Buy Local! That sentiment was never more true than it is for the Huddart family who have kept their flower business in-house for more than a hundred years. Jennifer Holley, a co-owner and family member has the bumper sticker on her car and around the shop.
“We’ve been through the depression, a few recessions, we’ve been through it all,” Holley said. “And we plan to keep moving forward.”
But it is customers choosing local that has kept the Huddarts in business she said.
Long-time customers have a shared history with Huddart Floral Company, Holley said. A customer might come in to buy flowers for their upcoming 30th wedding anniversary because it’s the same shop where they bought their wedding flowers.
Holley admitted that being in the flower business isn’t as simple as it was for her father in years past. With the Internet and wire services cropping up, Holley said the business had to emphasize the quality of their flowers, a point she said was not as important for online vendors.
“We put all our money into our product and not the pockets of a wire service. And, when there’s a problem it can be fixed immediately.”
Holley is not alone in her old school perspective. Sandra Goldberg, a co-owner of Skyline Flower Gardens, operates computer-free. All orders are taken by hand. Her books are all handwritten. Credit cards are not accepted.
“We don’t use any plastic,” Goldberg said. That’s just the way she does business.
Even though Goldberg doesn’t try very hard to get the word out about her business, Skyline Flower Gardens was still awarded Best Floral Bang for the Buck in 2003 by Salt Lake Magazine.

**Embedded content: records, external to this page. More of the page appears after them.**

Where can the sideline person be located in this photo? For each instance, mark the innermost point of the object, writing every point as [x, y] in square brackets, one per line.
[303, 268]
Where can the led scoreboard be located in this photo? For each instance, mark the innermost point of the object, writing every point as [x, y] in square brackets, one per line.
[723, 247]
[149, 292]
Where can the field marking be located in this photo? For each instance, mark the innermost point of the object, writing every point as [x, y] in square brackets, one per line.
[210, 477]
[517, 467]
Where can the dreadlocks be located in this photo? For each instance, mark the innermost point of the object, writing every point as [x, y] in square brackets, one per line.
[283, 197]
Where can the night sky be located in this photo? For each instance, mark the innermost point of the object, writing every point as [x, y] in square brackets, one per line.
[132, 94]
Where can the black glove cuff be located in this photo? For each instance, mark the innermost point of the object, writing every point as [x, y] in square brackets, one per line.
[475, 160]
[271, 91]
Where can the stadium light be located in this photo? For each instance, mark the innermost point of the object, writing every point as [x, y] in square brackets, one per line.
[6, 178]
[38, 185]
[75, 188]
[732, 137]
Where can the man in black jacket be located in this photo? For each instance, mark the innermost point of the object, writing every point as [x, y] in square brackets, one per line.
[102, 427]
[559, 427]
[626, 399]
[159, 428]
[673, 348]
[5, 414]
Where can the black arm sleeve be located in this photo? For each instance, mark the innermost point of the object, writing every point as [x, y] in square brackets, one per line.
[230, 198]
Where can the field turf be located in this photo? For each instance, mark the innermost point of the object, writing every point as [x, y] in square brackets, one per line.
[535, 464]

The year the Salt Lake City Library first opened, The English Garden moved into the building in alignment with efforts to promote local businesses. Ximena Tan runs the shop with her husband and, like Holley, said she believes in buying local first.
“It’s been a lot of hard work and a you need a good attitude going up against this economy,” Tan said. “There have been times where we wanted to drop the towel but our loyal customers in the community and the library itself kept us going.”
Despite the ups and downs, Utah florists have managed to keep customers happy. “I just like coming to this shop,” said Salt Lake City resident Theresa Morgan as she picked up an order from The English Garden. “There’s more of an experience when I buy locally versus just picking up a cheap bundle of flowers at my grocery store.”